Thinking, praying, reading, studying the Bible – when we do these things, we are reflecting on the Word of God. To reflect is to contemplate and/or consider, and God wants us to deeply reflect on His Word so that we can better understand Him.
For this light momentary affliction is preparing for us an eternal weight of glory beyond all comparison. – 2 Corinthians 4:17.
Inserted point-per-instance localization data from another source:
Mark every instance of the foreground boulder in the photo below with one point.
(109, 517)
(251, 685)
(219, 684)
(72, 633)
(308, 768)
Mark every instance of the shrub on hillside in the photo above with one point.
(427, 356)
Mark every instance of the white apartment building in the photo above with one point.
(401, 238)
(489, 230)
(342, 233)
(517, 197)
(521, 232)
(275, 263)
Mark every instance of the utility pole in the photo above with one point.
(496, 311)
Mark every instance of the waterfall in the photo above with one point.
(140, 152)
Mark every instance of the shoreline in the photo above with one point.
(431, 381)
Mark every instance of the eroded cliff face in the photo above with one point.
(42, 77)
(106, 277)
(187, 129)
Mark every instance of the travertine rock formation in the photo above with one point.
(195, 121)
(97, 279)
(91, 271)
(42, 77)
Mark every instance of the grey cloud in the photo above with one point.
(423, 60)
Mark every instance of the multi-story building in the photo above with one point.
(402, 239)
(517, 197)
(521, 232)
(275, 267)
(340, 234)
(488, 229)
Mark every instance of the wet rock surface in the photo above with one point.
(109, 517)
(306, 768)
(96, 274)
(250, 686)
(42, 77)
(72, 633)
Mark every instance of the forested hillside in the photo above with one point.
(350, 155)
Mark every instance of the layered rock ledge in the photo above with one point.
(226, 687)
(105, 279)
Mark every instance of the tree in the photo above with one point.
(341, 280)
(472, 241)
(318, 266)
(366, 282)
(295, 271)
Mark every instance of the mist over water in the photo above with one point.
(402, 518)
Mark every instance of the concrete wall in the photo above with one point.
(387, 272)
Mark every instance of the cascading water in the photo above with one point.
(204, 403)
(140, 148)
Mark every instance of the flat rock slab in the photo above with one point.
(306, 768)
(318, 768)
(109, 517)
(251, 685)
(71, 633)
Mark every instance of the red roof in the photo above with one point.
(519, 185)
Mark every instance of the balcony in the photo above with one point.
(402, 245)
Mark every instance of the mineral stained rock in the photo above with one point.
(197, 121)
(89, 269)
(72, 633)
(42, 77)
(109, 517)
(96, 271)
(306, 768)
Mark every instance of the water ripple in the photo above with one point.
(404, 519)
If at any time you feel disposed to say, “It is enough,” and that you can bear the burden of life no longer, do as Elijah did, flee into the silence of solitude, and sit under—not the juniper-tree—but under that tree whereon the incarnate Son of God was made a curse for you. Here your soul will assuredly find sweet refreshment, from Christ’s acceptable offering to God. . . . At the sight of the cross you will no longer think of complaining of the greatness of your sufferings; for here you behold sufferings, in comparison with which yours must be accounted a light affliction which is but for a moment; here the righteous One suffers for you,—the just for the unjust. . . . Under the cross you are prevented from supposing that some strange thing is happening unto you; “the disciple is not above his Master, nor the servant above his Lord. . . .” At the foot of the cross your grief will soon be lost in that peace and joy of God which drops from this tree of life into the ground of your heart, and the foretaste you will here obtain of heaven, will sweeten the troubles of this life as with the breath of morning. . . . Yea, the cross itself will be transformed into such a medium between heaven and earth, that the most comforting thoughts shall descend into your soul, and the most grateful thoughts shall ascend from your soul to heaven like those angels of God seen in a vision on the plains of Bethel by the solitary and benighted patriarch, Jacob.